È il messaggio che Carola Rackete, 31enne tedesca capitana dell’imbarcazione della Ong olandese ha affidato all’informazione italiana. Noi non crediamo che traghettare migranti in combutta con le organizzazioni criminali – seppur ispirato da quelli che qualcuno potrebbe definire nobili ideali mondialisti – sia la soluzione al problema. Questo gioco pericolosissimo rischia di alimentare il traffico di disperati, rischia di finanziare gli estremisti che stanno dietro a questa ignobile tratta e rischia di provocare incidenti in mare con tanti morti innocenti. Reputiamo inoltre che l’opinione pubblica sia artatamente scarsamente informata sulle reali motivazioni geopolitiche che stanno alla base di un simile esodo di biblico (colonizzazione cinese, sfruttamento francese, guerre americane, ecc).

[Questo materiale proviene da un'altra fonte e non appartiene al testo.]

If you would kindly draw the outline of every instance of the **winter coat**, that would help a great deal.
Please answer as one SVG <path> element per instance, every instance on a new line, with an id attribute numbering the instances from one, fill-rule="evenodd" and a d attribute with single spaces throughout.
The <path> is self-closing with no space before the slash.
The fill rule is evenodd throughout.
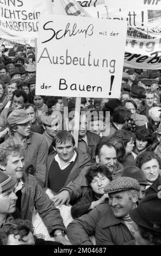
<path id="1" fill-rule="evenodd" d="M 92 245 L 89 235 L 94 234 L 97 245 L 121 245 L 134 239 L 127 226 L 114 215 L 106 202 L 75 220 L 67 228 L 67 235 L 72 245 Z"/>
<path id="2" fill-rule="evenodd" d="M 48 233 L 55 229 L 65 230 L 59 210 L 41 188 L 35 178 L 24 173 L 22 181 L 24 186 L 21 189 L 21 215 L 24 220 L 32 222 L 34 207 L 39 213 Z"/>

Ci incuriosisce anche il prototipo del migrante che in genere non è il bambino denutrito o il poverocristo gravemente ammalato, ma il giovanotto in buona salute che può permettersi di pagare cinquemila dollari allo scafista (cifra proibitiva se comparata al reddito medio di quelle zone).
Restiamo inoltre stupiti dalla quantità enorme di denaro che queste Ong sono capaci di maneggiare tra pattugliamenti incessanti in mare, navi costosissime, grossi equipaggi e aerei che decollano incessantemente. Ma tant’è, forse questi sono dubbi inutili che non dovremmo nemmeno sollevare convincendoci una buona volta che queste organizzazioni perseguano il nobile fine di salvare vite provando a regalare a questa povera gente un futuro migliore strappandole alla morte e alla povertà.

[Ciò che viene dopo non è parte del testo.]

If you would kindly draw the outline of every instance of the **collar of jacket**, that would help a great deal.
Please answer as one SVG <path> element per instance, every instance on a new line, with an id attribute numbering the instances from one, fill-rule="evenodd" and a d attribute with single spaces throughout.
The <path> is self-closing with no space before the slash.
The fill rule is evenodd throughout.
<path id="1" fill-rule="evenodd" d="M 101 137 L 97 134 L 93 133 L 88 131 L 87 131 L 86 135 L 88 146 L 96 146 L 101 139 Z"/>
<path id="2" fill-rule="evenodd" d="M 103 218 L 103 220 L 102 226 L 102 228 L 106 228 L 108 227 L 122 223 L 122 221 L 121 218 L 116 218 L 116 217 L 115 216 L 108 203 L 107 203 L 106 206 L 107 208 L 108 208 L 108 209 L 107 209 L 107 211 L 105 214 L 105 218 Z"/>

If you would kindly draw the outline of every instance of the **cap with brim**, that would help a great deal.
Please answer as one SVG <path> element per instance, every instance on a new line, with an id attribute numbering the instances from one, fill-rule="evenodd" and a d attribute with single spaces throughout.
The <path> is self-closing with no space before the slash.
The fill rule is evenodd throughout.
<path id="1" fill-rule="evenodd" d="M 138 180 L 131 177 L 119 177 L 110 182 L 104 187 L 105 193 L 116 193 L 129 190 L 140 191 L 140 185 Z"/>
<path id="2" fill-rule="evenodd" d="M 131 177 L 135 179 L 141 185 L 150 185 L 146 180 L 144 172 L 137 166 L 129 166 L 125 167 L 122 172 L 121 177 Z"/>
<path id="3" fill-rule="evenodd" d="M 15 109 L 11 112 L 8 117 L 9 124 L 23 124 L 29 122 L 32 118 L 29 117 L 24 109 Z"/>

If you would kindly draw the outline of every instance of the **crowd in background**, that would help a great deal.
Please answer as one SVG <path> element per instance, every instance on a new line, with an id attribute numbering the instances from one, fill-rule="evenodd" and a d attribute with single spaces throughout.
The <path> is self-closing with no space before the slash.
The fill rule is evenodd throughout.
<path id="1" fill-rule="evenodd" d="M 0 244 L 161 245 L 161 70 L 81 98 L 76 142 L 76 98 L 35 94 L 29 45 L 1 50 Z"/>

E forse dovremmo anche convincerci che i libici siano dei criminali, che gli italiani (con Matteo Salvini in testa) siano dei sadici insensibili così come i maltesi e tutti coloro che si oppongono all’accoglienza. Il costrutto potrebbe anche stare in piedi se non fosse che quella nave, la Sea Watch, che staziona testardamente da giorni al limite delle nostre acque territoriali ci sembra protagonista consapevole di una vera e propria azione totalmente illogica.
Comportamento illogico avvalorato per giunta dalle dichiarazioni del suo Capitano Carola Rackete, la quale afferma: “Sto aspettando cosa dirà la Corte europea dei diritti dell’uomo. Poi non avrò altra scelta che sbarcarli lì”. E aggiunge: “So anche questo – dichiara riferendosi alle conseguenze della probabile accusa di favoreggiamento dell’immigrazione clandestina – ma io sono responsabile delle 42 persone che ho recuperato in mare e che non ce la fanno più. Quanti altri soprusi devono sopportare? La loro vita viene prima di qualsiasi gioco politico o incriminazione. Non bisognava arrivare a questo punto. I migranti non ce la fanno più, si sentono in prigione. L’Italia mi costringe a tenerli ammassati sul ponte, con appena tre metri quadrati di spazio a testa”.

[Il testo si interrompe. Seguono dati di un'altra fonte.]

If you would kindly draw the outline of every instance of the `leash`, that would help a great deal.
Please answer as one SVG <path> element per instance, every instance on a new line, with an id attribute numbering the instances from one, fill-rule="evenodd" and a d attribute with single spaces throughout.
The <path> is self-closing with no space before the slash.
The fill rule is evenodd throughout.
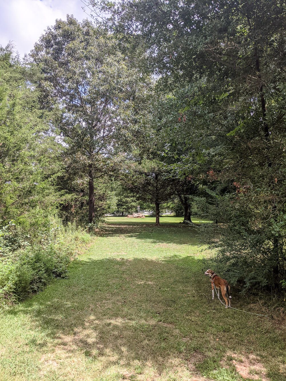
<path id="1" fill-rule="evenodd" d="M 263 316 L 264 317 L 270 317 L 271 319 L 273 319 L 273 315 L 261 315 L 261 314 L 255 314 L 254 312 L 249 312 L 248 311 L 244 311 L 244 310 L 241 310 L 239 309 L 239 308 L 235 308 L 234 307 L 232 307 L 231 306 L 230 307 L 229 306 L 227 306 L 226 304 L 225 304 L 224 303 L 223 303 L 223 302 L 222 301 L 220 300 L 220 297 L 219 296 L 219 294 L 217 291 L 217 289 L 216 288 L 215 286 L 214 285 L 214 283 L 213 284 L 214 284 L 214 287 L 215 291 L 215 293 L 217 294 L 217 297 L 219 299 L 219 300 L 222 303 L 222 304 L 223 304 L 223 305 L 226 307 L 227 307 L 228 308 L 232 308 L 233 309 L 236 310 L 237 311 L 241 311 L 241 312 L 244 312 L 246 314 L 251 314 L 251 315 L 256 315 L 256 316 Z"/>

Dichiarazioni che non chiariscono dubbi, ma che ci suggeriscono una serie di interrogativi. Ma perché puntare sempre e solo su Lampedusa? Perché perdere tempo per giorni davanti alle nostre acque territoriali innescando un braccio di ferro con le autorità italiane quando invece questo tempo sarebbe stato utile a raggiungere un porto più accogliente e civile rispetto a questa Italia razzista e crudele?
Salvare delle persone non significa sbarcarle nel più breve tempo possibile o significa invece portarle ostinatamente in Italia? In altri termini, il fine è salvarle o portarle in Italia? Questo “o Italia o morte” non ci convince perché è come se gli immigrati, dopo essere stati ostaggio degli scafisti, finissero col diventare ostaggio di chi vuole innescare una miccia facendo deflagrare una bomba più smaccatamente politica.
Già, e chi sono i mandanti? E perché le istituzioni sovranazionali si pronunciano solo in punta di diritto mentre i decisori politici europei tacciono e si guardano bene dal farsi carico del problema? Mistero.